In chapter three, echoes of the forced march can be heard in Fine’s objections to Timothy Williamson’s iterative arguments concerning luminosity. Fine applies his compatibility semantics to developing variants of the margin for error principle that are less serviceable mortars for his epistemicist fortress. Fine reinvigorates an old, ironical suspicion that Williamson uses soritical arguments to support the margin for error principle central to his diagnosis of the sorites paradox.

As the book closes with personal identity, I expected a telescopic application to spectrum cases in which one person blends into another. But Fine instead turns a microscope to fission cases. Instead of having a range of many cases, we have a single man, Primo, who splits into Lefty and Righty. Fine applies his compatibility semantics to relax us into saying Lefty and Righty are distinct while denying that Primo thereby ceases to exist. Primo is not distinct from Lefty and not distinct from Righty. We need not press further because there is no further.
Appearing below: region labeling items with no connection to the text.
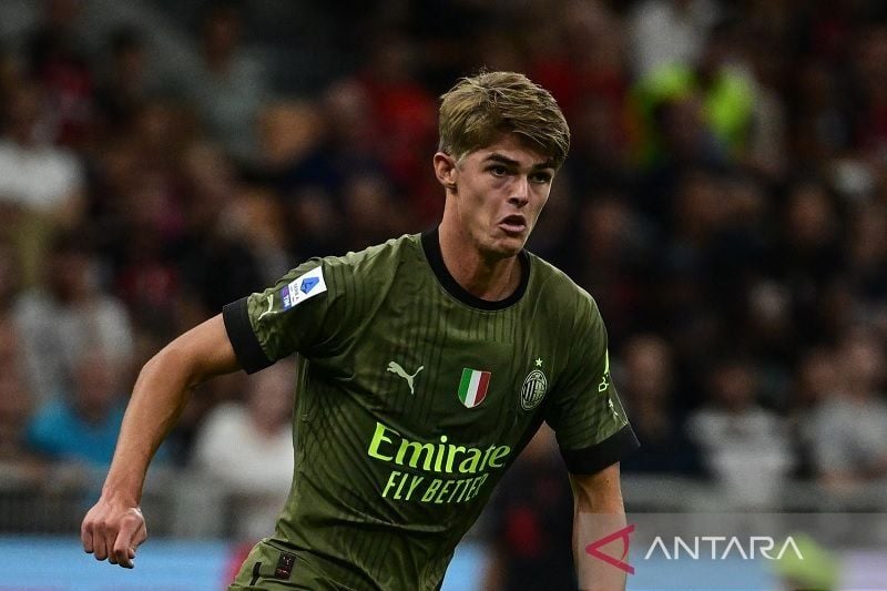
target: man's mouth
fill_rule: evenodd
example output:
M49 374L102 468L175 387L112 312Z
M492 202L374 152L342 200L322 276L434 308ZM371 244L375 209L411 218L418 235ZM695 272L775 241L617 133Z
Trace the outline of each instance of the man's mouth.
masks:
M508 215L499 222L499 227L507 234L522 234L527 232L527 218L519 214Z

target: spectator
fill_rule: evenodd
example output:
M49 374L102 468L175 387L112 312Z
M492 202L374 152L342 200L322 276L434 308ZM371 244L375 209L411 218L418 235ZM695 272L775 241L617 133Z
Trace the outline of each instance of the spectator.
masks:
M28 425L28 445L55 462L106 469L125 408L119 366L81 348L71 373L71 393L44 405Z
M702 476L699 449L674 400L674 351L663 339L638 335L625 345L615 379L641 441L641 448L621 462L625 473Z
M839 388L813 418L818 479L837 490L887 476L887 405L884 346L870 330L850 330L838 353Z
M24 283L38 281L49 235L83 215L83 171L77 155L49 142L41 125L44 93L33 82L12 86L0 136L2 234L20 253ZM42 134L42 135L41 135Z
M550 428L527 445L486 514L486 591L575 589L572 496Z
M262 64L241 47L242 27L234 3L213 4L202 23L202 68L184 83L211 137L238 162L254 164L267 91Z
M34 401L19 343L14 324L0 312L0 486L34 485L44 476L42 461L24 440Z
M22 335L31 390L40 404L70 394L69 370L91 348L113 371L128 371L133 335L123 305L99 284L99 261L83 236L57 236L49 253L45 284L23 293L13 317Z
M758 406L757 381L747 361L717 363L708 374L708 403L687 424L726 507L773 507L794 465L785 421Z
M248 380L243 404L220 405L197 434L193 465L244 503L236 532L257 540L274 530L293 473L293 369L284 364Z
M629 19L634 73L693 63L720 16L714 0L644 0Z

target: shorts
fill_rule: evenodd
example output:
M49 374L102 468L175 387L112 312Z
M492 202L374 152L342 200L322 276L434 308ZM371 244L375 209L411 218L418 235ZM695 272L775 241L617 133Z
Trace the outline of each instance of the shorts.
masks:
M316 571L298 552L264 539L253 547L228 591L353 591Z

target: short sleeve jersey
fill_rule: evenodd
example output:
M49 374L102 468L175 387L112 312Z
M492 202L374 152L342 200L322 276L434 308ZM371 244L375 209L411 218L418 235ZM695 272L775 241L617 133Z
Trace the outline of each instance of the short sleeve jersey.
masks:
M247 371L299 356L296 468L273 540L347 589L438 589L542 421L574 473L638 446L594 300L526 251L520 264L514 294L479 299L432 231L308 261L225 307Z

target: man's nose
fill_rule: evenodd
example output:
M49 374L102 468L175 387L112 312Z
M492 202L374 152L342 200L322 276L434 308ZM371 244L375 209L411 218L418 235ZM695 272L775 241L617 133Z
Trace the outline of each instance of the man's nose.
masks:
M518 175L511 186L511 195L508 202L518 207L523 207L530 201L530 180L527 176Z

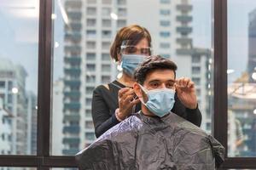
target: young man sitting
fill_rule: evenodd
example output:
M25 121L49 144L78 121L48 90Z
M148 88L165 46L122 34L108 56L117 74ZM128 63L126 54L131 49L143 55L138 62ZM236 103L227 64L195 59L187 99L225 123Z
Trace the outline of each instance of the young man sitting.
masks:
M160 56L143 62L133 85L142 110L77 154L79 169L211 170L223 162L224 149L215 139L171 112L176 92L197 105L194 82L176 81L176 70Z

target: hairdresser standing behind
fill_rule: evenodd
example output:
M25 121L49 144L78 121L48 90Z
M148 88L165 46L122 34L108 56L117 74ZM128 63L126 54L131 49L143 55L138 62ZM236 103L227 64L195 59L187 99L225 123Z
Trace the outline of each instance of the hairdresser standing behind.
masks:
M122 76L113 82L96 87L92 97L92 119L98 138L107 130L141 110L140 100L132 89L135 69L146 56L151 55L151 36L137 25L121 28L115 37L110 55L123 69ZM188 78L177 81L177 85L193 83ZM200 127L201 114L196 99L190 92L177 90L172 111Z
The low population of the fission case explains why Fine set such a low quota in chapter one: “Global indeterminacy, in contrast, is indeterminacy in the application of the predicate to a range of cases. The term ‘range’ is important here, we have not a single case, but a number of cases, two at the very least” (18).

Now I wonder why Fine went as high as two. Define a lonely object as one that does not coexist with any contingent object wholly distinct from it. The absence of other objects makes the object lonely. Consequently, the borderline absence of others makes the object borderline lonely. This scenario suffices to show that ‘lonely’ is vague. It does so by carefully avoiding the implication that there are at least two objects.

Suppose a gardener finds a carrot with a well-developed shoot. One carrot or two? If there are no other carrots in the domain of discourse, the carrot is borderline lonely. A second source of loneliness is quantificational. Suppose carrots grow beneath a fence marking the transition to a neighbor’s yard. There is no telling whether these fence-sitting carrots are in the gardener’s domain of discourse.

Borderline cases of ‘lonely’ make an endogenous demand on themselves (Don’t definitely be more than one!) and an exogenous demand on everything else (Do not definitely exist!). Consequently, this vagueness cannot be modeled with a range requirement that requires at least two objects.

Fine might try to meet the quota of two objects by counting indeterminately existing objects as objects. Or he might just to classify ‘lonely’ as having a third kind of indeterminacy. Fine is only denying local indeterminacy and making a compensating affirmation of global indeterminacy. He is not committed to the exhaustivity of the local/global distinction. A virtue of this book is that it raises the possibility of vagueness beyond the localist’s range of vision.

REFERENCES

Fine, Kit. 1975, “Vagueness, truth and logic,” Synthese, 54: 235–59.

Fine, Kit. 2020. Vagueness: A Global Approach. New York: Oxford University Press.

Peirce, C.S., 1902. “Vague”, in Dictionary of Philosophy and Psychology, J.M. Baldwin (ed.), New York: MacMillan.

Raffman, Diana. 2014. Unruly Words: A Study of Vague Language. New York: Oxford University Press.